PELLEGRINAGGI DALL’AYATOLLAH
La sua casa parigina, e già prima quella irachena, erano diventate meta di veri e propri pellegrinaggi da parte di giornalisti, maitre-à-penser più o meno presunti, rivoluzionari in cerca di ispirazione e alla ricerca di nuove vie per sconfiggere l’odiato sistema capitalistico. Il consolidato sistema della mistificazione e della propaganda operante a sinistra dette l’ordine di scuderia, a cui tutti si adeguarono: Khomeini è uno dei nostri perché ha i nostri stessi obiettivi! Fu proprio nel periodo in cui l’ayatollah era a Parigi che anche Michel Foucault si recò a Teheran. Egli era allora il filosofo francese più influente, rappresentante del cosiddetto post-strutturalismo che aveva sostituito il potere intellettuale fino allora detenuto da Sartre. Foucault era anche una delle firme di punta del Corriere della sera. E fu proprio il quotidiano di via Solferino a commissionargli un reportage che aiutasse a capire quanto stesse effettivamente avvenendo sulle piazze iraniane.

 



IL FALLIMENTO DI FOUCAULT
Foucault fallì clamorosamente. Immerso completamente nei fumi dell’ideologia, letteralmente innamorato dei rivoluzionari khomeneisti, egli vide non la realtà ma la raffigurazione che di essa si era fatto in mente. L’entusiasmo gli prese la mano. Il suo giudizio positivo si sarebbe mostrato talmente granitico da sopravvivere anche al bagno di realtà che il ritorno di Khomeini a Teheran e la presa del potere (il primo febbraio 1979) avrebbe dovuto imporre a ogni persona di buon senso.

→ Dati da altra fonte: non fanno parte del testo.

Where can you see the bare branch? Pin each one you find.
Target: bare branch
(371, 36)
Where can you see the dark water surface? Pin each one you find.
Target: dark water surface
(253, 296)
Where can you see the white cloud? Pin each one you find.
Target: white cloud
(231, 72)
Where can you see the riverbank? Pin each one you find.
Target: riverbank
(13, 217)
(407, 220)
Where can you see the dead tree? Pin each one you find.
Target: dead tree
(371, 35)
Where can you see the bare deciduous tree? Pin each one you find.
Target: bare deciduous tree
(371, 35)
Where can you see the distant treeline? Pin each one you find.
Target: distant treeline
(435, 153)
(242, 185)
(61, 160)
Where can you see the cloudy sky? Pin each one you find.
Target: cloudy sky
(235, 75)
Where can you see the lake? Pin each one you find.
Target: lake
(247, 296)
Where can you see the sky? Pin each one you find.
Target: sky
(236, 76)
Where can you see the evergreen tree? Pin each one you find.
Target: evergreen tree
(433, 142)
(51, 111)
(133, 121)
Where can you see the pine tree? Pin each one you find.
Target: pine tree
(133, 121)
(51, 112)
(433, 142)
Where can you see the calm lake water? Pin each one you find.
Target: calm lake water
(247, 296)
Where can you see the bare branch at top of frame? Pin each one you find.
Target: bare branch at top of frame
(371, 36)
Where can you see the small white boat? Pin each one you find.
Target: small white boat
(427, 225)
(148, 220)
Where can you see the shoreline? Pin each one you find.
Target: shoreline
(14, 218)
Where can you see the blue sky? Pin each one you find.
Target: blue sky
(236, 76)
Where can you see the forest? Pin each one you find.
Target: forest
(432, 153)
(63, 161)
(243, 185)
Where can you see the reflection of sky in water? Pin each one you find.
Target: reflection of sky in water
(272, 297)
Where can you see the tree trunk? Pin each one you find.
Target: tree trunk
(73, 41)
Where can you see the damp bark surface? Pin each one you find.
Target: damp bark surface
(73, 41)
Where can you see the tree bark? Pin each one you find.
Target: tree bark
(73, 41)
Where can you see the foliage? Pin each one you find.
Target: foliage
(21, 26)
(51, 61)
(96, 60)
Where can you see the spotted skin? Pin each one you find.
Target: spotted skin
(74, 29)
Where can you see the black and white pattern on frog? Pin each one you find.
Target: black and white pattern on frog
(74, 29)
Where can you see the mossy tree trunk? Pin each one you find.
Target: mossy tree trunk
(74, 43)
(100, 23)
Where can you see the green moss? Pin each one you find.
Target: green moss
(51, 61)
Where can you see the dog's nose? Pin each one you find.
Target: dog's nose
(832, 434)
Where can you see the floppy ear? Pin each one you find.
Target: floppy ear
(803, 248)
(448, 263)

In pochi giorni furono infatti proclamate quasi tutte le leggi repressive e liberticide che reggono ancora oggi il regime. Per le opposizioni, il libero pensiero, la libertà delle donne e degli omosessuali, in Iran non c’era ormai più spazio. E invece Foucault, nella rivoluzione iraniana, continuava a vedere il tentativo di “ introdurre una dimensione spirituale nella vita politica”. I khomeinisti, con il loro esempio, ci facevano capire, a suo dire, che il capitalismo non è il destino finale dell’umanità e che la modernizzazione non coicide affatto con il sistema liberal-democratico. Egli si spinse fino a vedere nella rivoluzione degli ayatollah «la prima grande insurrezione contro i sistemi planetari, la forma più moderna della rivolta». Le sue parole esprimevano i sentimenti e il clima che si respirava in tutto il mondo intellettuale parigino. Era il ripetersi di un cliché ormai consolidato che ha fatto trovare la sinistra intellettuale novecentesca sempre dalla parte sbagliata. Fu allora a tutti chiaro che anche in un teorico postmoderno poteva annidarsi il più pervicace dei miti moderni: l’idea di una rivoluzione catartica e redentrice che possa definitivamente affrancare il mondo dal veleno capitalistico che l’Occidente vi ha immesso.

Altrettanto prevedibile è la rimozione che si è compiuta, con il passare degli anni, di queste débacle. Oppure l’assoluzione morale che è stata tentata di chi ne è stato protagonista, in quanto, si dice, non poteva sapere cosa sarebbe accaduto in futuro. In sostanza, a sinistra non si è disposti a fare autocrica sul proprio passato per continuare ad errare nel presente. Nel caso di Khomeini e dei suoi seguaci era, invece, già tutto chiaro sin dall’inizio. E chi voleva capire aveva la possibilità di farlo. Oriana Fallaci, ad esempio, concluse la sua intervista a Khomeini, per il Corriere del 26 settembre 1979, togliendosi in segno di sfida il chador che, in quanto donna, l’ayatollah le avea imposto per il loro colloquio.